CASE RECORDS OF THE VUK VRHOVAC UNIVERSITY CLINIC

Spomenka Ljubic, Nikica Car, Ivana Pavlic-Renar, Zeljko Metelko

Vuk Vrhovac Institute, University Clinic for Diabetes, Endocrinology and Metabolic Diseases,
Dugi dol 4a, 10000 Zagreb, Croatia

Case Report

Received: June 7, 1999

CASE PRESENTATION

A 48-year-old man was admitted to the hospital for glycemic control and evaluation of late complications of diabetes mellitus. Care was focused on skin lesions of both pretibial areas (Fig. 1).

Figure 1. Lower leg skin lesions in our patient with diabetes mellitus


Figure 1

Clinical diagnosis was necrobiosis lipoidica. Until then, the patient had suffered no diseases except for an operation of the right leg ten years before because of variceal bleeding. Diabetes mellitus had been diagnosed two years before, and the patient was receiving an oral hypoglycemic agent, gliquidone. On admission, he was on one tablet of gliquidone in the morning. He was not on diet, and reported a weight loss of 12 kg over the past two years. The patient's blood pressure was 130/90 mm Hg, body temperature 36.4 °C, pulse 86, and he reported no problems with his appetite, stool or urination. There was no history of smoking or alcohol ingestion. The results of physical examination were normal, with the exception of some areas of atrophic hyperpigmented skin on both pretibial regions and swelling of the right lower leg. Laboratory test results showed considerable elevation of glycemia and glycated hemoglobin (HbA1c, 16.46%), and slight elevation of the blood leukocyte count, total cholesterol and LDL-cholesterol. Radiography showed hilar enlargement. Funduscopy pointed to nonproliferative retinopathy and maculopathy bilaterally. Neurologic examination indicated mild polyneuropathy.
As mentioned above, attention was focused on skin lesions, thus skin biopsy was performed. The pathohistologic finding pointed to the diagnosis of granuloma annulare. The biopsy material was also submitted to direct immunofluorescent test (DIF). IgA± deposits, C3++, C1q(+) and fibrinogen were found in the blood vessels of the corium.

DISCUSSION

Granuloma annulare and necrobiosis lipoidica are cutaneous lesions that share certain clinical and pathologic features, and may occur simultaneously in patients with diabetes mellitus. Their occurrence used to be primarily related to diabetes mellitus, however, recent studies have pointed to their association with many systemic diseases, i.e. they are considered as one of their external manifestations (1,2). Sarcoidosis, autoimmune thyroiditis, Crohn's disease, ulcerative colitis, systemic lupus erythematosus, Wegener's granulomatosis, Churg and Strauss granulomatosis, have been mentioned, with the accent placed on their association with rheumatoid arthritis (3). Some studies point to viral infection as the cause of immune complex-mediated immune reaction, i.e. immune vasculitis might be involved in the pathogenesis of these lesions (4,5). Cytomegalovirus, adenovirus, and Epstein-Barr virus have been mentioned as the possible pathogens. In systemic diseases as well as in viral infections, the vasculitic component in the development of such lesions should not be neglected (3).
In our patient, histology with special staining (toluidine) revealed collagen tissue degeneration, with lymphocytes and histiocytes palisading along the border. The finding of mucin corresponded to the histologic feature of granuloma annulare (1,6). The DIF finding might correspond to leukocytoclastic vasculitis, however, typical leukocytes for this clinical entity have not been described (5,7,8). It should be noted that a different DIF finding could have been due to the presence of chronic lesions in our patient. There were varices on his lower legs, which may cause atrophy and hyperpigmentation of the skin due to their tendency to ulceration.
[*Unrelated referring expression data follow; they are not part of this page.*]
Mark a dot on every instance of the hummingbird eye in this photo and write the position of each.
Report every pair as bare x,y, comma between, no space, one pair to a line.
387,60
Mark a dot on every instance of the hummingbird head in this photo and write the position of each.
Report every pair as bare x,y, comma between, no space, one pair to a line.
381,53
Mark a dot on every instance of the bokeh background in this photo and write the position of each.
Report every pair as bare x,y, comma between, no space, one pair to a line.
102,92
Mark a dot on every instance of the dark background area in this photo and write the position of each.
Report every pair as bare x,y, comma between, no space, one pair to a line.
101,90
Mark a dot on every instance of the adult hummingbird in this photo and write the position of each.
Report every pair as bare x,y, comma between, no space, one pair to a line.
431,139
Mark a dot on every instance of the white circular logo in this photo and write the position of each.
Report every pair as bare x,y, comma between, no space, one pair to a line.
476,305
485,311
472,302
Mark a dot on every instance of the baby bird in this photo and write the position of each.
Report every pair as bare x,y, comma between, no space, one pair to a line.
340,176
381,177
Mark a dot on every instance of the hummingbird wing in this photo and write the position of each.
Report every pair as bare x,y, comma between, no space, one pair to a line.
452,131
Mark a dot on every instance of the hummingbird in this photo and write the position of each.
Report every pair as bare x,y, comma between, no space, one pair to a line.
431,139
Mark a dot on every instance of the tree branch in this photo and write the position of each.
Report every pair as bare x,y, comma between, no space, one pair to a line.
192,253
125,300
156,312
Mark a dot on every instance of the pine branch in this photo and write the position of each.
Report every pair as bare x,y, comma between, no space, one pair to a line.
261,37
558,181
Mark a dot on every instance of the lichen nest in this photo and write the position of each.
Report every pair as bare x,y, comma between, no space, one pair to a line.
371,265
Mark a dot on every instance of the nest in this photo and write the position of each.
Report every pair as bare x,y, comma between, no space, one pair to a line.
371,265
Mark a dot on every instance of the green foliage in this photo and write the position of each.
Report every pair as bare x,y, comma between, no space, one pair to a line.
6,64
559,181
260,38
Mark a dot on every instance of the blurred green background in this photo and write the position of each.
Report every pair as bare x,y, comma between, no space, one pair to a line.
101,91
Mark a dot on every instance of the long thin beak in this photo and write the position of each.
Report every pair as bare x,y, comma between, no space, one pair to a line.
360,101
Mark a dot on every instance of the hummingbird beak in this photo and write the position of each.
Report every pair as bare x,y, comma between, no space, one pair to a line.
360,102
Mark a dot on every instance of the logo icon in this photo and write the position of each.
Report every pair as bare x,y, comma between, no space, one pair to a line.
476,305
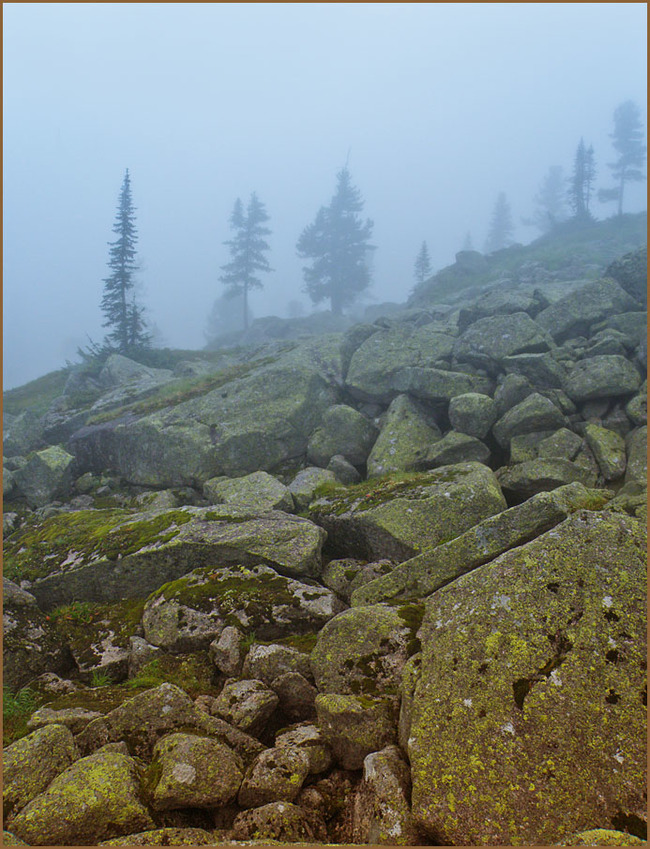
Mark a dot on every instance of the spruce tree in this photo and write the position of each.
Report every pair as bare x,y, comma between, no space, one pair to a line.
422,264
337,242
627,140
122,312
501,229
581,182
247,251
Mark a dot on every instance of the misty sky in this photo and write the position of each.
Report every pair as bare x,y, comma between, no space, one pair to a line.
440,107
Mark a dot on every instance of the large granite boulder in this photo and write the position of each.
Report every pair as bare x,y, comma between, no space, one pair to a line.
254,599
96,798
343,431
363,650
255,421
397,518
532,686
46,476
107,555
406,432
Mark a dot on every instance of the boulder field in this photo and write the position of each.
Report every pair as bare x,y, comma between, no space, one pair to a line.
385,586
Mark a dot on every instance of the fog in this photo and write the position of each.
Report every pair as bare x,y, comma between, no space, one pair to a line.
436,107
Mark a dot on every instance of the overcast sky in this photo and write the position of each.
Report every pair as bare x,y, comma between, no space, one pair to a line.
439,106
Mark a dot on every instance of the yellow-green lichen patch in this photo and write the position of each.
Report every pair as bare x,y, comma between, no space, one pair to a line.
69,539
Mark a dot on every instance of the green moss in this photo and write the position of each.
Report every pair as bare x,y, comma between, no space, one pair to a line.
40,547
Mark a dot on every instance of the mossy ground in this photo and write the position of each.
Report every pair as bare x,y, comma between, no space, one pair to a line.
41,546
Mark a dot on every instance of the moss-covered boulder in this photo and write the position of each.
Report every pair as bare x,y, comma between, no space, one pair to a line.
604,376
108,555
355,726
258,415
192,772
380,809
247,704
96,798
406,432
487,341
427,572
363,650
279,822
609,450
276,775
343,431
397,518
142,720
257,492
254,599
45,476
31,642
535,413
29,764
379,359
533,689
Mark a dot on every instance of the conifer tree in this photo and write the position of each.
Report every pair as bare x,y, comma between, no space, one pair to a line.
337,242
123,314
627,140
501,229
247,251
422,264
581,182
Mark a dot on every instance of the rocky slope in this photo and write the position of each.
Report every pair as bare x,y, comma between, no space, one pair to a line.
382,586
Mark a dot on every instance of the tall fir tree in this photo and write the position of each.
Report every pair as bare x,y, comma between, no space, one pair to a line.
550,207
247,251
581,182
337,243
119,304
501,229
422,264
627,140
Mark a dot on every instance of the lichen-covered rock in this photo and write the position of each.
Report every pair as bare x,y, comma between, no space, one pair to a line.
578,311
246,704
602,377
30,641
363,650
534,413
380,810
258,492
309,739
96,798
355,726
455,448
378,361
46,476
406,432
257,599
427,572
523,480
145,718
108,555
343,431
29,764
487,341
608,449
276,775
266,663
533,689
397,518
277,821
473,414
192,772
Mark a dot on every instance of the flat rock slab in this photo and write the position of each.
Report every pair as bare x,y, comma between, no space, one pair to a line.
533,688
398,518
107,555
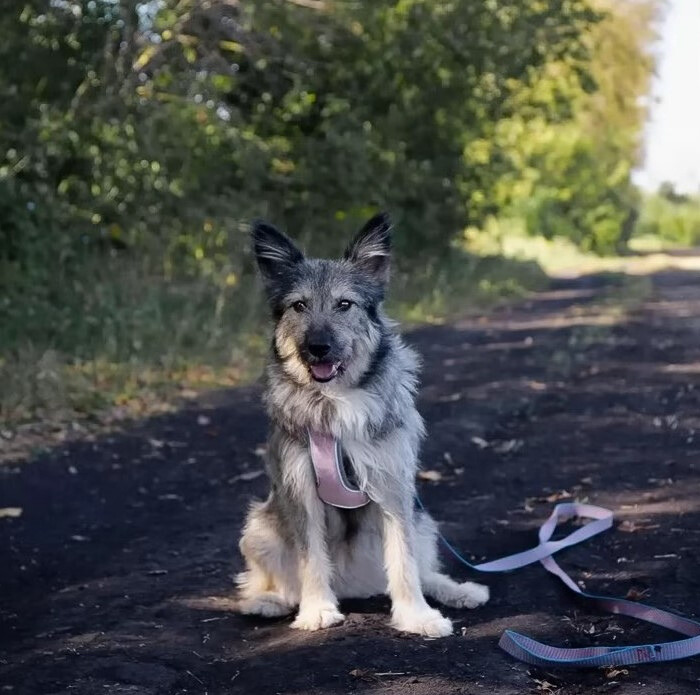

Data on previous infections, rash, fever, arthralgias or diarrheas could be very useful. The patient's weight loss should needs an explanation, to find out whether it was simply consequential to glycemia control. The patient should be instructed to present to the hospital in case of the occurrence of such symptoms, because of the importance of thorough examination and appropriate therapy. Serologic testing for the above mentioned viruses, and determination of total C, C3, C4, CIC, CRP, IgM, IgG, IgA, AST and ASTA, as well as of hematologic parameters such as erythrocyte sedimentaion rate (ESR), could be very useful in the diagnostic procedure. If symptoms of any systemic disease are observed, immunologic tests pointing to the suspected disease should be performed.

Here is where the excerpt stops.